- Church: Catholic; Latin Church;
- Diocese: Velletri-Segni

Orders
- Ordination: May 26, 1991 by Pope John Paul II

Personal details
- Born: October 28, 1959 (age 66) Minneapolis, Minnesota, U.S.
- Occupation: Priest
- Education: University of Minnesota; Patristicum;
- Motto: Zelus Domus Tuæ (Latin for 'Zeal for your House')

= John Zuhlsdorf =

American Catholic priest (born 1959)

John Todd Zuhlsdorf (born October 28, 1959), also known as Father Z, is an American traditionalist Catholic priest known for his blogging activities. Incardinated in the Diocese of Velletri-Segni, he lived and worked in the Diocese of Madison from 2014 to 2021, broadcasting a daily Tridentine Mass and issuing commentary on individuals and events from a traditionalist Catholic perspective.

==Life==
Zuhlsdorf was born in Minneapolis, Minnesota, in 1959. He studied classical languages and theatre at the University of Minnesota. Formerly a Lutheran, he says his conversion to Catholicism was set into motion after hearing a piece of sacred polyphony on the radio. He was ordained a priest in Rome by Pope John Paul II on May 26, 1991.

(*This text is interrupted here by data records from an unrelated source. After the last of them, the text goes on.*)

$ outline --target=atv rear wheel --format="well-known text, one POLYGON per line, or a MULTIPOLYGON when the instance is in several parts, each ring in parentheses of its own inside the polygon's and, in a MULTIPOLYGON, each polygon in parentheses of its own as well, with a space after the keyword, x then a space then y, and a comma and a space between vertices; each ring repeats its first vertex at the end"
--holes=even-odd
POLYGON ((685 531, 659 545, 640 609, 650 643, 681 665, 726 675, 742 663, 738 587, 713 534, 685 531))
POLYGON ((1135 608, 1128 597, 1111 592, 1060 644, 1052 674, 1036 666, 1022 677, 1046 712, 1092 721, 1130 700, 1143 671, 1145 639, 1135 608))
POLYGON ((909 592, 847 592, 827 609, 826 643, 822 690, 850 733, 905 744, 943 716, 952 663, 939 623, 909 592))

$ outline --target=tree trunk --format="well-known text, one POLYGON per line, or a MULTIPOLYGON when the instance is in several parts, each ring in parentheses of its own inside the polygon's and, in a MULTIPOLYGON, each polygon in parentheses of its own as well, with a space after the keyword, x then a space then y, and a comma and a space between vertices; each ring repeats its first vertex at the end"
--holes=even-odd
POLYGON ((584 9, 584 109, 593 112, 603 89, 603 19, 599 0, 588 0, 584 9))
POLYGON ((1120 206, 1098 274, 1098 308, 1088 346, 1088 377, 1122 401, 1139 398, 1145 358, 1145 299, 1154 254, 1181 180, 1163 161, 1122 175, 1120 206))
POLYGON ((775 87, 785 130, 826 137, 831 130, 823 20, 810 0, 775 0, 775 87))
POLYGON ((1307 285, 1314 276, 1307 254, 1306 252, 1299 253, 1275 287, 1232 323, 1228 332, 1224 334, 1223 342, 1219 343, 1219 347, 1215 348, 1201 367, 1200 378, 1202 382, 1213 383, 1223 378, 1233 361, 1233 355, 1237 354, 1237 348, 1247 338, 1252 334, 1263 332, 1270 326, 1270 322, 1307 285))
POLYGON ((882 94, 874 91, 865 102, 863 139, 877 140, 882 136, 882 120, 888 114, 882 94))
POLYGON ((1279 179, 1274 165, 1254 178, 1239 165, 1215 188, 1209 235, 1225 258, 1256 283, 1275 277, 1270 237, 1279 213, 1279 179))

After ordination, Zuhlsdorf attended the Patristic Institute Augustinianum, which conferred a Licentiate of Sacred Theology.

Later, Zuhlsdorf became a weekly columnist for the traditionalist newspaper The Wanderer, and has appeared on EWTN and the Fox News Channel. Since 2011 he has written a weekly column for the Catholic Herald in the United Kingdom. He is best known for his blog Fr. Z's Blog (previously named: What Does the Prayer Really Say?), in which he comments on Catholic tradition and current church events, advocates for reverent celebration of both authorized forms of the Roman Rite liturgy of the Mass (i.e., the post-Vatican II form and the 1962 Tridentine form), and for the growth of the sacrament of Penance. "The Staggers", the blog of the British magazine New Statesman, listed Zuhlsdorf's site as one of the top ten Christian blogs in the world.

In September 2017, Zuhlsdorf wrote a post titled "Should a seminary headline a homosexualist activist as a speaker?" about a then-upcoming talk Fr James Martin, SJ at Theological College, a seminary located at but independent of the Catholic University of America. Martin became the subject of online criticism, and two days after the post was published, Theological College withdrew their invitation to Martin. The Catholic University of America meanwhile issued a statement denouncing the decision to cancel his appearance.

In January 2021, Zuhlsdorf became involved in a public dispute over live-streaming an exorcism against participants in the 2021 United States Electoral College vote count. He said he had received the permission of his local ordinary Donald J. Hying, the Bishop of Madison, to do the exorcism as it related to the election. However, Hying disputed that statement, saying he had granted Zuhlsdorf permission for the exorcism against the COVID-19 pandemic, and not for political activity.

On January 16, 2021, the Diocese of Madison announced that Zuhlsdorf had reached a mutual decision with Bishop Hying to leave his position of ministry there, and transfer to an undisclosed location. He intended to continue writing his blog.

Zuhlsdorf is president of the Tridentine Mass Society of Madison, Wisconsin.